The research team published their findings in the journal Science titled, “Uncovering the Functional Diversity of Rare CRISPR-Cas Systems with Deep Terascale Clustering.”

In their paper, the researchers wrote, “We developed fast locality-sensitive hashing–based clustering (FLSHclust), a parallelized, deep clustering algorithm with linearithmic scaling based on locality-sensitive hashing. FLSHclust approaches MMseqs2, a gold-standard quadratic-scaling algorithm, in clustering performance. We applied FLSHclust in a sensitive CRISPR discovery pipeline and identified 188 previously unreported CRISPR-associated systems, including many rare systems.”

“In lab tests [the newfound CRISPR systems] demonstrated a range of functions, and fell into both known and brand new categories,” New Atlas reported.

Soumya Kannan, PhD

“Some of these microbial systems were exclusively found in water from coal mines,” Soumya Kannan, PhD (above), a Graduate Fellow at MIT’s Zhang Lab and co-first author of the study, told New Atlas. “If someone hadn’t been interested in that, we may never have seen those systems.” These new gene-editing systems could lead to new clinical laboratory genetic tests and therapeutics for chronic diseases. (Photo copyright: MIT McGovern Institute.)
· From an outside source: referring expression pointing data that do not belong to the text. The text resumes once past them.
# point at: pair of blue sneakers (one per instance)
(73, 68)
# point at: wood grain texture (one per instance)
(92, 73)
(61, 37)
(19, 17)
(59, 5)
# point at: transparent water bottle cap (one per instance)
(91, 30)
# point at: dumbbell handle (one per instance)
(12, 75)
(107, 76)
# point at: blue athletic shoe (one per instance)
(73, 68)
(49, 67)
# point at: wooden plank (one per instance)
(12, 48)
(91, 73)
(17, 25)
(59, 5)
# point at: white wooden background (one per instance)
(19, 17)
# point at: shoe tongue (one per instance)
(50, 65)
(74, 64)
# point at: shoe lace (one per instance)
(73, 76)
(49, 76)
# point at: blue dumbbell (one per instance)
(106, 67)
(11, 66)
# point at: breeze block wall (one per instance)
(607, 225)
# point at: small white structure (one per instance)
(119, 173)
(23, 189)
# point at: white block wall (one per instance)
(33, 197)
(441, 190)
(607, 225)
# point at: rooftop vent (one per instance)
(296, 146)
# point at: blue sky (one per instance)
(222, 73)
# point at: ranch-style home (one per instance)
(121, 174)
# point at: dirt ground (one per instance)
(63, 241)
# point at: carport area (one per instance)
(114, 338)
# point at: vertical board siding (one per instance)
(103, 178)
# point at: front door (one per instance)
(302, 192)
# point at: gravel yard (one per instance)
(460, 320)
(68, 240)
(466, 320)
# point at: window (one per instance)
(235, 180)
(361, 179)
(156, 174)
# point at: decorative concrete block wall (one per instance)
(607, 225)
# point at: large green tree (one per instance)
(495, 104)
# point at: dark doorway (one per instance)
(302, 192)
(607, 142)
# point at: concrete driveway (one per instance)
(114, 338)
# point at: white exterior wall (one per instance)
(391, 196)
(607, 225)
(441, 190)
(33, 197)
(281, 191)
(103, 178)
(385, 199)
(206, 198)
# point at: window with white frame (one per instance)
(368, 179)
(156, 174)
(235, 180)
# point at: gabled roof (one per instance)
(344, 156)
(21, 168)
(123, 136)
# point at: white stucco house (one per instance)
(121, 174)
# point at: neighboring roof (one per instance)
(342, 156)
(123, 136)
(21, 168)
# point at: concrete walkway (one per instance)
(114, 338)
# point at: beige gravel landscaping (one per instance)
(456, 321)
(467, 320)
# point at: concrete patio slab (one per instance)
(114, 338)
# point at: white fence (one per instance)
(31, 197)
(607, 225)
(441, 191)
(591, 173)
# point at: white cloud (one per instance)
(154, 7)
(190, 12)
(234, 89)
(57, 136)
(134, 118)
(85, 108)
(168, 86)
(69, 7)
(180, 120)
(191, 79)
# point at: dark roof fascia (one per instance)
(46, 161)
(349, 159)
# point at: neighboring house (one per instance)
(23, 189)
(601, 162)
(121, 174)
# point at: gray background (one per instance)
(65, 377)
Deeper Look at Advancement                    

The CRISPR-Cas9 made a terrific impact when it was announced in 2012, earning a Nobel Prize in Chemistry.
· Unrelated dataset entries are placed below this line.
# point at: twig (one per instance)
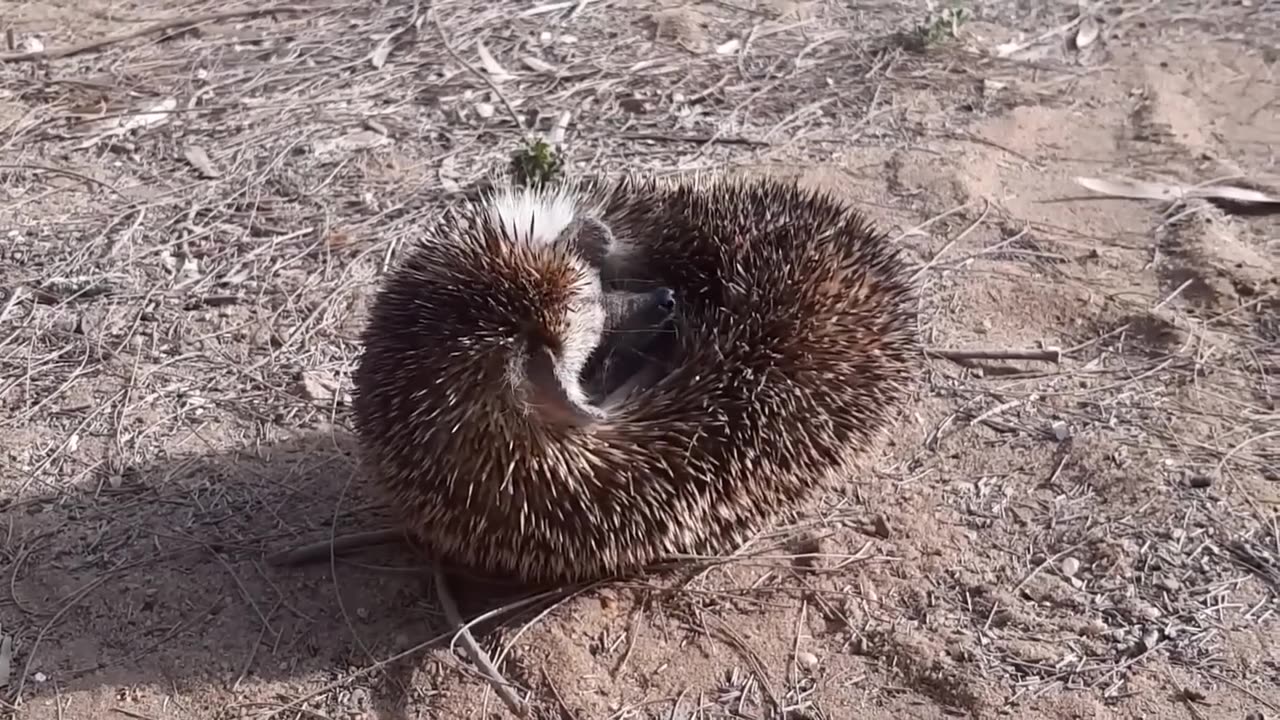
(478, 655)
(149, 30)
(339, 545)
(493, 86)
(1047, 355)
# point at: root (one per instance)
(339, 545)
(478, 655)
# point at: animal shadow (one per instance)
(159, 577)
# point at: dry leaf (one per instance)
(359, 140)
(492, 65)
(1134, 190)
(728, 48)
(561, 127)
(200, 160)
(447, 172)
(155, 115)
(31, 45)
(536, 64)
(5, 659)
(378, 58)
(1143, 190)
(1087, 32)
(321, 388)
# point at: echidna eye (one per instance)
(539, 337)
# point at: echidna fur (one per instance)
(794, 351)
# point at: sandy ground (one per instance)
(193, 219)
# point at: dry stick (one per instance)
(1048, 355)
(478, 655)
(329, 548)
(493, 86)
(149, 30)
(337, 545)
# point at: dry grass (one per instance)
(195, 210)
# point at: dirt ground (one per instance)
(193, 218)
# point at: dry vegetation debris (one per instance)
(195, 205)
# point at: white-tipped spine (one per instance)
(534, 215)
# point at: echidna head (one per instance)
(572, 324)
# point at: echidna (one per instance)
(791, 349)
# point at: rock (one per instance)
(1200, 481)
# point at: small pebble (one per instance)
(1150, 638)
(1200, 481)
(882, 528)
(1060, 431)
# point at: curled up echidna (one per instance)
(777, 341)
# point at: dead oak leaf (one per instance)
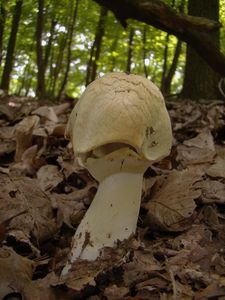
(212, 191)
(198, 150)
(23, 194)
(172, 200)
(218, 168)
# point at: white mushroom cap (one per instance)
(118, 128)
(121, 109)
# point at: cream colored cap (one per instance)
(121, 108)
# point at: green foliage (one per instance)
(114, 48)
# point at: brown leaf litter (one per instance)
(178, 251)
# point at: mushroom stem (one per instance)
(112, 216)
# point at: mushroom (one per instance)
(118, 128)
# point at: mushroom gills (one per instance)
(111, 217)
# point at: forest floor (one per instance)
(179, 249)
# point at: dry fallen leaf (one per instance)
(217, 169)
(23, 135)
(49, 177)
(24, 195)
(172, 201)
(198, 150)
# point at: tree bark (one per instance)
(144, 51)
(2, 26)
(70, 38)
(11, 46)
(49, 45)
(200, 80)
(192, 30)
(58, 64)
(96, 47)
(169, 77)
(130, 50)
(165, 60)
(41, 93)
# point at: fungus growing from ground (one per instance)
(118, 128)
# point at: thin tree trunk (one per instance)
(169, 77)
(11, 46)
(58, 66)
(2, 26)
(130, 50)
(96, 47)
(113, 48)
(144, 52)
(200, 80)
(70, 37)
(41, 93)
(165, 60)
(49, 45)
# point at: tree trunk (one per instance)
(39, 51)
(169, 77)
(96, 47)
(200, 80)
(49, 45)
(2, 26)
(70, 38)
(192, 30)
(165, 61)
(130, 50)
(144, 52)
(11, 46)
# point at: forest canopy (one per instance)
(49, 48)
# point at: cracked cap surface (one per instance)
(121, 108)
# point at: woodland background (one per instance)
(50, 48)
(49, 51)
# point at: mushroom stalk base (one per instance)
(111, 217)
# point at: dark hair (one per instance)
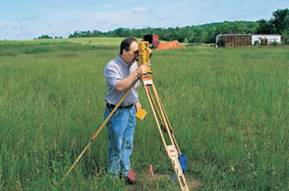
(125, 44)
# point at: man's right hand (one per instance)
(144, 69)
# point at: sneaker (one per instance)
(131, 177)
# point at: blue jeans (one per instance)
(121, 128)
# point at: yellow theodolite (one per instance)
(177, 158)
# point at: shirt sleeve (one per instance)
(111, 74)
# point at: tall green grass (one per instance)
(229, 109)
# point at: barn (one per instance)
(237, 40)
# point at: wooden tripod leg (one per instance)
(171, 150)
(155, 115)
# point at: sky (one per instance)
(27, 19)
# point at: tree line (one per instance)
(278, 24)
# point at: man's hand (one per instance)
(137, 106)
(144, 69)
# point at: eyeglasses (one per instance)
(136, 52)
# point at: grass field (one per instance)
(229, 107)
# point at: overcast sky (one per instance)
(26, 19)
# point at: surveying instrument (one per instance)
(164, 127)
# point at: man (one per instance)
(120, 74)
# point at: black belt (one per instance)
(111, 106)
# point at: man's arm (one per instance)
(124, 84)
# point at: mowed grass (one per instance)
(229, 109)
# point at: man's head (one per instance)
(129, 50)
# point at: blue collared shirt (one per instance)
(117, 70)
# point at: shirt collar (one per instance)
(123, 62)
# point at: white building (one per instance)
(265, 38)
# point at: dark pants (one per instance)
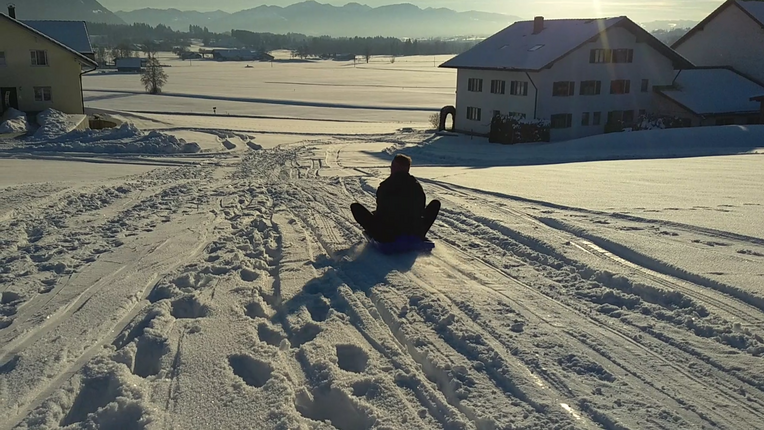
(374, 228)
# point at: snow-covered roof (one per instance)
(129, 62)
(73, 34)
(517, 48)
(84, 59)
(714, 91)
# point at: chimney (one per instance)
(538, 24)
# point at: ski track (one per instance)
(241, 293)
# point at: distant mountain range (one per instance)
(318, 19)
(67, 10)
(176, 19)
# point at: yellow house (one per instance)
(38, 72)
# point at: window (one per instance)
(518, 88)
(623, 55)
(42, 94)
(600, 55)
(620, 86)
(625, 117)
(611, 56)
(563, 89)
(39, 58)
(562, 120)
(473, 114)
(475, 85)
(590, 88)
(498, 87)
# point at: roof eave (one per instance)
(500, 69)
(710, 17)
(80, 57)
(694, 112)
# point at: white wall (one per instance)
(730, 39)
(648, 64)
(62, 73)
(488, 102)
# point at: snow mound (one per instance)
(126, 138)
(13, 121)
(52, 124)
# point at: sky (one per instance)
(639, 10)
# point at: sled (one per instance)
(402, 244)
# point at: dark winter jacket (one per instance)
(400, 204)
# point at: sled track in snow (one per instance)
(705, 291)
(731, 392)
(631, 344)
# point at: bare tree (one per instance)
(154, 77)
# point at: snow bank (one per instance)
(462, 150)
(53, 124)
(124, 139)
(13, 121)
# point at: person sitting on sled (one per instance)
(401, 207)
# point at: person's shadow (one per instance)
(360, 267)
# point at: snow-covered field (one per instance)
(406, 91)
(613, 282)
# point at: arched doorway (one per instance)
(448, 110)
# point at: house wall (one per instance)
(62, 73)
(647, 64)
(488, 102)
(732, 38)
(666, 107)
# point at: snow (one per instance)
(73, 34)
(13, 121)
(53, 124)
(126, 138)
(407, 91)
(608, 282)
(714, 91)
(458, 150)
(512, 48)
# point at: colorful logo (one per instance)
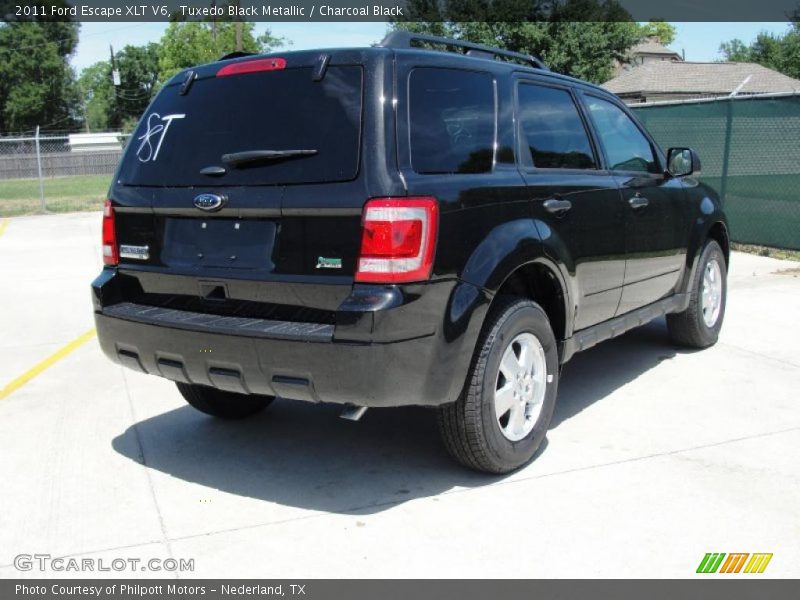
(713, 562)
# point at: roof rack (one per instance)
(404, 39)
(237, 54)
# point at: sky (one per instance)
(700, 41)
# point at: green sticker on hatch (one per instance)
(329, 263)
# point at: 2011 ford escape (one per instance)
(393, 225)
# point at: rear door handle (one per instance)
(637, 202)
(557, 207)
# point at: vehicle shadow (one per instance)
(304, 456)
(595, 373)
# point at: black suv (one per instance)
(396, 225)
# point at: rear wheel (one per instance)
(502, 416)
(222, 404)
(699, 325)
Though CRISPR-Cas9 brought huge benefits to genetic research, the team noted in their Science paper that “existing methods for sequence mining lag behind the exponentially growing databases that now contain billions of proteins, which restricts the discovery of rare protein families and associations.
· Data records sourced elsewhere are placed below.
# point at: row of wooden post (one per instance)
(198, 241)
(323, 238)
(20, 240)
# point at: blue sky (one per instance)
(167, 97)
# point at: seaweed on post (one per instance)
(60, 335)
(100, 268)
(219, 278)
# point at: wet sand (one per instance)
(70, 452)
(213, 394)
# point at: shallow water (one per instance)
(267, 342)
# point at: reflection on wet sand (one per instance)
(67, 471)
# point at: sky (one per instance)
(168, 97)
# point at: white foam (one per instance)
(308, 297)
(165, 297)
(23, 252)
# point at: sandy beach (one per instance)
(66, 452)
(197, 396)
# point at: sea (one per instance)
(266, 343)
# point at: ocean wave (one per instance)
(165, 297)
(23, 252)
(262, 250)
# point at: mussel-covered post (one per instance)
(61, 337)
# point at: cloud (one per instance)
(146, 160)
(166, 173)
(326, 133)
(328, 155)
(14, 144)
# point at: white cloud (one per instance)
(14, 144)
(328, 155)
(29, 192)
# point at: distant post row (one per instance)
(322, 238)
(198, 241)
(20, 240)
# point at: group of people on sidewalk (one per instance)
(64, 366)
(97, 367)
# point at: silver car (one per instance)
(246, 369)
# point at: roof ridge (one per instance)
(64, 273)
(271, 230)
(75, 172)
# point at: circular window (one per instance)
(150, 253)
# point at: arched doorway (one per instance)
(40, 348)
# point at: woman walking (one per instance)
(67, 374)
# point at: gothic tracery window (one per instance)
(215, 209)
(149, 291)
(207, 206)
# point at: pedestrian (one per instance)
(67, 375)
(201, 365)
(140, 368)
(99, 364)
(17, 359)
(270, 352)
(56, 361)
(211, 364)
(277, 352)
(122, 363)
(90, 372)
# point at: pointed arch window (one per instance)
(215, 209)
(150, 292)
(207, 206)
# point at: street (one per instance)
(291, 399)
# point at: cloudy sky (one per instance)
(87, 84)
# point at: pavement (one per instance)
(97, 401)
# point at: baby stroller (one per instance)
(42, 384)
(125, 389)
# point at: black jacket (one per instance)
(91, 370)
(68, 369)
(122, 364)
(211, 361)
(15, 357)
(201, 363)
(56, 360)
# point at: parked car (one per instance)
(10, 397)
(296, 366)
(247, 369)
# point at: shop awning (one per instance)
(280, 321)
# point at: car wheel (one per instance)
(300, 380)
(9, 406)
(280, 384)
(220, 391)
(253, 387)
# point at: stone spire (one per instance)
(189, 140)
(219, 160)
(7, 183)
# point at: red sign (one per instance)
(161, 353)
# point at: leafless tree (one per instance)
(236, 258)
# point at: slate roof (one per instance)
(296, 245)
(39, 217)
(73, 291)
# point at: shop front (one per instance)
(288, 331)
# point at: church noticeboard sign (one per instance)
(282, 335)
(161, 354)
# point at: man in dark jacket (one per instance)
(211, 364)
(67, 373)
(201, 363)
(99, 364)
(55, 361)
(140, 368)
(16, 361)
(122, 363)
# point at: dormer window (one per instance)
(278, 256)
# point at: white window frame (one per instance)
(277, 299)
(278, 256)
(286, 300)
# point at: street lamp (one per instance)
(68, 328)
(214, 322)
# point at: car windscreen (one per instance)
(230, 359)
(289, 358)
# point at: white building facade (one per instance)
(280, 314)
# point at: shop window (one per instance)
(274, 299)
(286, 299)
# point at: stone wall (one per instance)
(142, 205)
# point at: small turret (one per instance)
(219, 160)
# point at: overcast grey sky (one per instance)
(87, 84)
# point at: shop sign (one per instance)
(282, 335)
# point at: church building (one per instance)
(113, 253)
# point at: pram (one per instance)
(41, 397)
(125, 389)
“We sought to comprehensively enumerate CRISPR-linked gene modules in all existing publicly available sequencing data,” the scientist continued. “Recently, several previously unknown biochemical activities have been linked to programmable nucleic acid recognition by CRISPR systems, including transposition and protease activity. We reasoned that many more diverse enzymatic activities may be associated with CRISPR systems, many of which could be of low abundance in existing [gene] sequence databases.”

Among the previously unknown gene-editing systems the researchers found were some belonging to the Type 1 CRISPR systems class. These “have longer guide RNA sequences than Cas9. They can be directed to their targets more precisely, reducing the risk of off-target edits—one of the main problems with CRISPR gene editing,” New Atlas reported.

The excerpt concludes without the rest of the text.